Miren -dijo el Pesado-. Ya para de llover.
Alargadas, azules, una rajas cuarteaban el cielo, entre las aglomeraciones grises resonaba aún, destemplada, la tormenta, y había dejado de llover. Pero en torno al sargento, los guardias y Nieves, el bosque seguía chorreando: goterones calientes rodaban desde los árboles, los filos de la carpa y las raíces adventicias hasta la playa de guijarros convertida en ciénaga y, al recibirlos, el fango se abría en diminutos cráteres, parecía hervir. La lancha se balanceaba en la orilla.
– Esperemos que desagüe un poco, sargento -dijo el práctico Nieves-. Con la lluvia los pongos andarán rabiosos.
– Sí, claro, don Adrián, pero no hay razón para que sigamos como sardinas -dijo el sargento-. Vamos a armar la otra carpa, muchachos. Podemos dormir aquí.
Tenían las camisetas y los pantalones empapados, costras de barro en las polainas, la piel brillante. Se frotaban el cuerpo, escurrían sus ropas. El práctico Nieves avanzó chapoteando por la playa y, cuando llegó a la lancha, era una figurilla de brea.
– Mejor calatos -dijo el Rubio-. Porque vamos a embarrarnos.
El Pesado estaba sin calzoncillos y ellos se reían de sus nalgas gordas. Salieron de la carpa, el Chiquito trastabilló, cayó sentado, se levantó maldiciendo. Cruzaron la ciénaga de la mano. Nieves les iba alcanzando los mosquiteros, las latas, los termos, ellos llevaban los paquetes al hombro hasta la carpa, volvían y, de pronto, se disforzaron: corrían lanzando alaridos, se zambullían en el fango, se aventaban pelotas de barro, mi sargento, no quedará ni una galleta seca, ataje ésta, a lo mejor también se nos jodió el anisado y para el Chiquito ya estaba bien de selva, Oscuro, ya le había llegado hasta la coronilla. Se lavaron las salpicaduras en el río, apilaron la carga bajo un árbol y allí mismo clavaron las estacas, tendieron la lona y afirmaron las sogas en raíces que irrumpían de la tierra, pardas y torcidas. A veces, bajo una piedra, aparecían retorciéndose larvas de color rosado. El práctico Nieves preparaba una fogata.
– Hicieron la carpa justito debajo del árbol -dijo el sargento-. Nos van a llover arañas toda la noche.
El montón de leña crujía, comenzaba a humear y, un momento después, brotó una llamita azul, otra roja, una llamarada. Se sentaron alrededor del fuego. Las galletas estaban mojadas, el anisado caliente.
– No nos libramos, mi sargento -dijo el Oscuro-. Habrá que aguantarse una buena requintada ahora, en Nieva.
– Era cosa de locos salir así -dijo el Rubio-. El teniente debió darse cuenta.
– Él sabía que era de balde -se encogió de hombros el sargento-. Pero, ¿no vieron cómo estaban las madres y don Fabio? Nos mandó por darles gusto, nomás.
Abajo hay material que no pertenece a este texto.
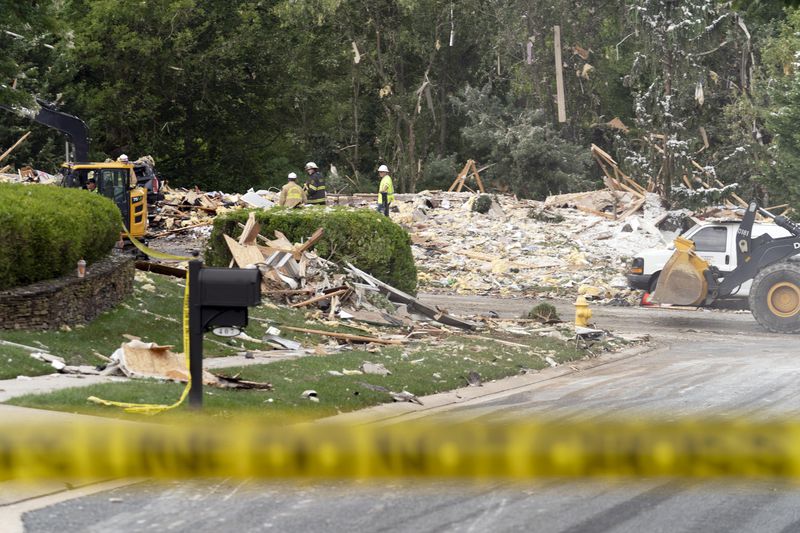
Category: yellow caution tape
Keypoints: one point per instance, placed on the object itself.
(155, 253)
(514, 450)
(152, 409)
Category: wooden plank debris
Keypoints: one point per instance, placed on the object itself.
(321, 298)
(159, 268)
(414, 305)
(469, 170)
(343, 336)
(244, 255)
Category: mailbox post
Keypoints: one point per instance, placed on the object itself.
(217, 297)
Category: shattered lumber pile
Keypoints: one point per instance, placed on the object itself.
(186, 209)
(622, 197)
(293, 275)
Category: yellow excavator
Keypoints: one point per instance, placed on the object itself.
(774, 296)
(115, 180)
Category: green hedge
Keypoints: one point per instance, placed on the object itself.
(45, 230)
(363, 237)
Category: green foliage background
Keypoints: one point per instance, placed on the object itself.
(235, 94)
(47, 229)
(366, 239)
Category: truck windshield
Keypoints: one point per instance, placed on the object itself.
(113, 183)
(712, 239)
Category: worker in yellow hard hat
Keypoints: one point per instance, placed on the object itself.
(385, 190)
(292, 195)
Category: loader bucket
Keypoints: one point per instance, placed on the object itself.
(682, 282)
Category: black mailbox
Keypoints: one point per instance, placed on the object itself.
(230, 287)
(217, 297)
(225, 295)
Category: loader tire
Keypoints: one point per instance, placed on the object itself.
(775, 298)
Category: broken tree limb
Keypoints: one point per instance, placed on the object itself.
(320, 298)
(343, 336)
(562, 111)
(14, 146)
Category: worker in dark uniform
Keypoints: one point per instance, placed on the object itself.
(315, 186)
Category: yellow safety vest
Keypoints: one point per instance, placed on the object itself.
(387, 187)
(294, 192)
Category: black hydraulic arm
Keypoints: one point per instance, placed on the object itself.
(70, 125)
(752, 255)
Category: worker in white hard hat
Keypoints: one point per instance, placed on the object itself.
(385, 190)
(315, 186)
(292, 195)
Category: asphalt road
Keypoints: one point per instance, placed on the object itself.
(707, 362)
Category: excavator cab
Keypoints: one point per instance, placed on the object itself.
(117, 182)
(774, 296)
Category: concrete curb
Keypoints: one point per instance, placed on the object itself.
(438, 403)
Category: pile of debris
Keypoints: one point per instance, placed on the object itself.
(186, 209)
(525, 247)
(293, 275)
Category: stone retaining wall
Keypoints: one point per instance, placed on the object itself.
(68, 300)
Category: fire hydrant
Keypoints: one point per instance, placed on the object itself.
(582, 312)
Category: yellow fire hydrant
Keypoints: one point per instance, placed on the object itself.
(582, 312)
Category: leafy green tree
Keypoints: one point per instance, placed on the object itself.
(691, 57)
(530, 157)
(195, 84)
(27, 32)
(782, 72)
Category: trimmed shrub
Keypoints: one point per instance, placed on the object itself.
(45, 230)
(363, 237)
(482, 204)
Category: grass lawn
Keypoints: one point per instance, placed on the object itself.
(17, 362)
(422, 368)
(154, 313)
(426, 366)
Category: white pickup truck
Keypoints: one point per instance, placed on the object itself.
(714, 242)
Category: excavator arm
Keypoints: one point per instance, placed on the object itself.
(73, 127)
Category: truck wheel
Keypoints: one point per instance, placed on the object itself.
(775, 298)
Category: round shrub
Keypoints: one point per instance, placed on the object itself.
(45, 230)
(482, 204)
(363, 237)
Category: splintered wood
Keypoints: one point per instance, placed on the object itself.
(622, 197)
(461, 180)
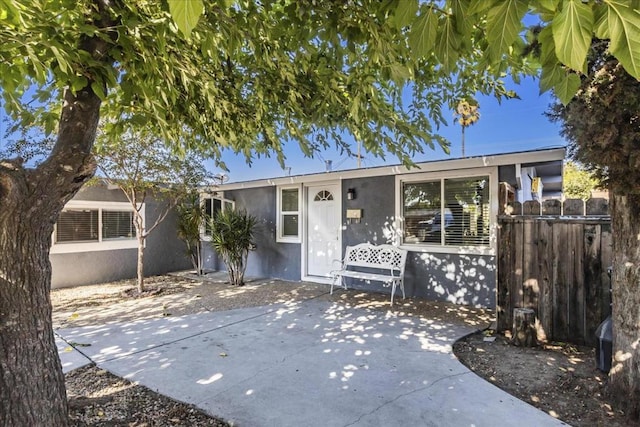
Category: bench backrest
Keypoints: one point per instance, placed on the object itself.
(376, 256)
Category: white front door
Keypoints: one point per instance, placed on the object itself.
(323, 243)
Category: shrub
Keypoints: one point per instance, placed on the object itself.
(232, 238)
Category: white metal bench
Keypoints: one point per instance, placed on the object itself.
(382, 263)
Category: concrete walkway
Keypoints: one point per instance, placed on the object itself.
(308, 363)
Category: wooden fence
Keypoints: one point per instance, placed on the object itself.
(556, 265)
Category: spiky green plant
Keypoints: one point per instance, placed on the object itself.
(232, 238)
(190, 219)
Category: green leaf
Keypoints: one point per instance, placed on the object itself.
(601, 25)
(504, 23)
(62, 63)
(567, 87)
(405, 13)
(400, 73)
(422, 37)
(624, 31)
(572, 33)
(186, 14)
(548, 5)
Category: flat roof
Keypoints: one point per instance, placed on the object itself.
(523, 157)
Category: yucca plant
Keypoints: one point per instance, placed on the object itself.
(232, 238)
(191, 217)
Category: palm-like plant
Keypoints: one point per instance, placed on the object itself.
(232, 238)
(191, 217)
(467, 113)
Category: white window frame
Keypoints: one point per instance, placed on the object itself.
(491, 172)
(280, 238)
(100, 245)
(218, 195)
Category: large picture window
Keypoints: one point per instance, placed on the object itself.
(446, 212)
(288, 226)
(85, 226)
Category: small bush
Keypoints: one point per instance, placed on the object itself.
(232, 238)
– Yo no me hice guardia civil para andar de niñera -dijo el Chiquito-. ¿No le friegan estas cosas, mi sargento?
Pero el sargento llevaba diez años en el cuerpo; estaba curtido, Chiquito y ya nada lo fregaba. Había sacado un cigarrillo y lo secaba junto a la llama, haciéndolo girar entre sus dedos.
– ¿Y para qué te hiciste tú guardia civil? -dijo el Pesado-. Todavía eres nuevecito, estás naciendo. Para nosotros todo este ajetreo es pan comido, Chiquito. Ya aprenderás.
No era eso, el Chiquito había estado un año en Juliaca, y la puna era más brava que la montaña, Pesado. Los bichos y los chaparrones no le fregaban tanto como que lo mandaran al monte a perseguir criaturas. Bien hecho que no las pescaran.
– A lo mejor volvieron solitas, las mocosas -dijo el Oscuro-. A lo mejor nos las encontramos en Santa María de Nieva.